Dès qu'il s'agit de libeller le concept d'une belle fille, le prénom d'Isabelle, ou de ses dérivés Isabeau, Elisabeau, qui riment avec l'eau et le bateau vient vite sous la plume poétique traitant de la navigation vers Cythère. Bien que de tels prénoms ne soient pas usuels en Savoie, on les retrouve néanmoins dans deux chansons d'ici, données par Servettaz (Charmante Elisabeau, Que fais-tu là, belle Isabeau), et dont les textes relèvent du type traditionnel de la pastorale, avec dialogue poli mais conflictuel entre un riche galant et une simple bergère qui ne s'en laisse pas conter.

Or c'est bien, sinon le tout, du moins le squelette de ce même genre qui soutient la forme de la présente chanson, mais avec une évolution radicale du thème, très XVIIIème siècle. La lutte de classe qu'illustre le modèle initial disparaît au profit des préliminaires d'une joute amoureuse préparant au voyage pour Cythère, avec l'indispensable esquif nécessitant de transformer la bergère en batelière.

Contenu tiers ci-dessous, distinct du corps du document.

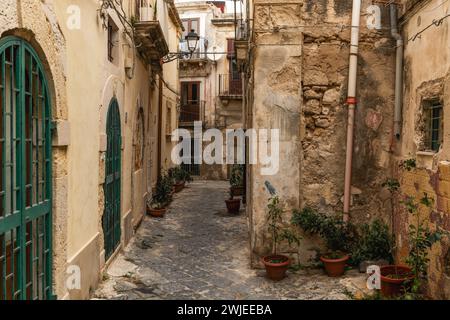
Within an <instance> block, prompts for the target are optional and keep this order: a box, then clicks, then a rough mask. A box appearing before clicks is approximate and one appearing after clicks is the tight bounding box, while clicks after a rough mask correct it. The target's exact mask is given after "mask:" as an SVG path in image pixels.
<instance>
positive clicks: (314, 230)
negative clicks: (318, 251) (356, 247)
mask: <svg viewBox="0 0 450 320" xmlns="http://www.w3.org/2000/svg"><path fill="white" fill-rule="evenodd" d="M292 224H294V225H297V226H299V227H300V228H301V229H303V230H304V231H305V232H306V233H309V234H318V235H320V236H321V237H322V239H323V240H324V241H325V243H326V246H327V248H328V250H329V251H331V252H328V254H331V255H332V256H336V255H339V253H351V252H352V249H353V247H354V242H355V228H354V226H353V225H352V224H350V223H345V222H344V221H343V219H342V217H338V216H327V215H325V214H322V213H318V212H316V211H315V210H313V209H311V208H305V209H303V210H301V211H298V210H294V214H293V216H292Z"/></svg>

Remarquant la forme élaborée du texte des deux variantes de ses pastorales sur Isabeau, Servettaz, qui les présente d'ailleurs parmi d'autres bergeries ajoute : "Il est probable que ce ne sont pas des pièces populaires qu'une longue tradition aurait vulgarisées dans nos campagnes ; mais plutôt des productions dues à la plume de lettrés ou de demi-lettrés, à une époque relativement récente où la mode du genre pastoral était très en vogue, et plus ou moins déformées par la transmission écrite ou verbale. On y retrouve guère, en effet, cette savoureuse rusticité, cette simplicité naïve, qui constituent le caractère et le mérite des premières"(1).

Le timbre est vraisemblablement à chercher du côté des pastorales existantes au XVIIIème siècle. Il est facile, pour un interprète, même de reconstituer un air voisin à partir par exemple des chansons bergères données par Servettaz, quand elles ont des séquences musicales porteuses et enchaînant les octosyllabes, comme pour la majorité des vers qui composent la présente chanson.

Manuscrit, chanson 89, strophes 1 et 2.

(1) Cl. Servettaz, Chansons rustiques savoyardes, extrait de R.S., année 1908, p. 55 à 58.